Restaurant365 is hiring a

Site Reliability Engineer

Full-Time
Remote
Restaurant365 is a SaaS company disrupting the restaurant industry! Our cloud-based platform provides a unique, centralized solution for accounting and back-office operations for restaurants. Restaurant365’s culture is focused on empowering team members to produce top-notch results while elevating their skills. We’re constantly evolving and improving to make sure we are and always will be “Best in Class” ... and we want that for you too!

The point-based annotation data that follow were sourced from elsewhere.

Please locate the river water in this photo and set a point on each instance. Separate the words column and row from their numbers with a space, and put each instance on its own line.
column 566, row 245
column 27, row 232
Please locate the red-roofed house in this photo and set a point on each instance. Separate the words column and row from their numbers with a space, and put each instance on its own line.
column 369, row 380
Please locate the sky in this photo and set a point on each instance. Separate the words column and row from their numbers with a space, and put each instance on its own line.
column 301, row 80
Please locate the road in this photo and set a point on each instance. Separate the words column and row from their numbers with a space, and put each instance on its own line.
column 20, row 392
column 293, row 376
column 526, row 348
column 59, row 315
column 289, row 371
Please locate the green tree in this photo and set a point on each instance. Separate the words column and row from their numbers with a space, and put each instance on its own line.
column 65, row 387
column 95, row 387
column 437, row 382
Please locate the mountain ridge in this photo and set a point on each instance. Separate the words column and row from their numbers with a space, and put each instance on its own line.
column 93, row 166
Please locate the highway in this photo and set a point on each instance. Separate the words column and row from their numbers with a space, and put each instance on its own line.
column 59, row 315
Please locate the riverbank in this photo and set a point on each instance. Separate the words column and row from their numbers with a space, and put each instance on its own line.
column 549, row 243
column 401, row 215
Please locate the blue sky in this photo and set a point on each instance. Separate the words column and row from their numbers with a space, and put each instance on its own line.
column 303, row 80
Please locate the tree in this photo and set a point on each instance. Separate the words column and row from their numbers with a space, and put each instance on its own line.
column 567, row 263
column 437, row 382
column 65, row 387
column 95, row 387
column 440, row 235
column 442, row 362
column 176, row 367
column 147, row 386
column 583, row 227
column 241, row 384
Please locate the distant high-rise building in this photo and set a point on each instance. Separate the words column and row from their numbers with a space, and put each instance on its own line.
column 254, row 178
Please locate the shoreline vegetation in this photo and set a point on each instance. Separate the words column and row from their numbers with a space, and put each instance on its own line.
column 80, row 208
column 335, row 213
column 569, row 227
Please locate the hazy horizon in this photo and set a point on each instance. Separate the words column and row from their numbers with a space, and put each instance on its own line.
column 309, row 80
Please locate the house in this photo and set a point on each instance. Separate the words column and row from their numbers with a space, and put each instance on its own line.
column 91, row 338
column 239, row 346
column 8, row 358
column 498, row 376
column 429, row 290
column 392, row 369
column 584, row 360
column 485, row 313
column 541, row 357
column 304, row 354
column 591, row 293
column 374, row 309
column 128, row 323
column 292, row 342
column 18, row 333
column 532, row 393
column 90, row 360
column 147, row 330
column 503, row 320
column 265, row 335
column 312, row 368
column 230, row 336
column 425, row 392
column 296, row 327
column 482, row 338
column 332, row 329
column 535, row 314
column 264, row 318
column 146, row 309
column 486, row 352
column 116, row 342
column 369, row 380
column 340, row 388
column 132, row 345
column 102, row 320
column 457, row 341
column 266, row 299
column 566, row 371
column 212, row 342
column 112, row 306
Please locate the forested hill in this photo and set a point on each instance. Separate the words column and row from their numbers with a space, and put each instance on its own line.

The SRE will be assisting in the responsibilities for supporting, enhancing, and maintaining our infrastructure and cloud services. Qualified candidates will demonstrate immediate technical aptitude, as well as propensity for learning new tools and techniques quickly in a fast-paced environment. Excellent candidates will be responsible for collaborating with the devops and development teams on efforts to help sustain a healthy responsive system. The SRE team is the front line for supporting our system and developing a best-in-class monitoring platform. The candidate will propose enhancements for system health, performance, and reliability to deliver SaaS based services for Restaurant365 customers.

How you'll add value:

  • Responding to production incidents and determining how we can prevent them in the future.
  • Triaging and troubleshooting production issues to ensure reliability and performance.
  • Identifying and automating manual processes.
  • Continuously evolving our monitoring tools and platform.
  • Promoting and applying best practices for building scalable and reliable services across engineering.
  • Developing and maintaining technical documentation/diagrams, runbooks, and procedures.
  • Provide “Always On” support for a 24x7 online environment, by participating in an on-call rotation providing response to production incidents and participating in root cause analysis and problem management.
  • Automate Public cloud environments by utilizing tools such as Terraform, Ansible, and cloud formation.
  • Work within strict time frames following change management protocols to provide maximum uptime.
  • Implement, review, and adhere to security policies along with working with audit teams. 
  • Research and remediate system vulnerabilities.
  • Interact and coordinate with architects, developers, vendors, and internal business partners.
  • Maintain documentation of all Cloud infrastructure related components.
  • Maintain a solid working knowledge of current infrastructure and future trends.
  • Other duties as assigned.

What you'll need to be successful in this role:

  • Extensive experience with SRE methodologies and processes. 
  • Automation expert with coding skills and a mindset to automate manual/repetitive tasks with PowerShell, Bash, Perl, PHP, or containers.
  • Extensive scripting experience with Terraform, YAML, Ansible, Python.
  • Automation experience in public cloud environments, with a strong understanding of infrastructure as code. 
  • Experience in continuous deployment and lifecycle management using tools such as Gitlab, Git, stash.  
  • Linux engineering skills and working knowledge of Windows. 
  • Working experience with Nginx and Apache Tomcat. 
  • Azure or AWS: 2+ years hands on administration and automation of various Azure or AWS services (Azure AKS, Azure Functions, Azure Blob, AWS ECS, AWS EKS, LAMDA, S3, ALB/ELB, etc...).  
  • Experience with Windows and Linux. 
  • Ability to effectively prioritize and execute tasks in a high velocity environment. 
  • Minimum of 2 years of related experience with a bachelor's degree; or equivalent work experience.  
  • Strong written, oral, and interpersonal communications skills. 
  • AWS or Azure cloud certification is preferred. 
  • Preferred experience using: Jira, Prometheus, Grafana, ELK, Site24x7. Nagios a bonus!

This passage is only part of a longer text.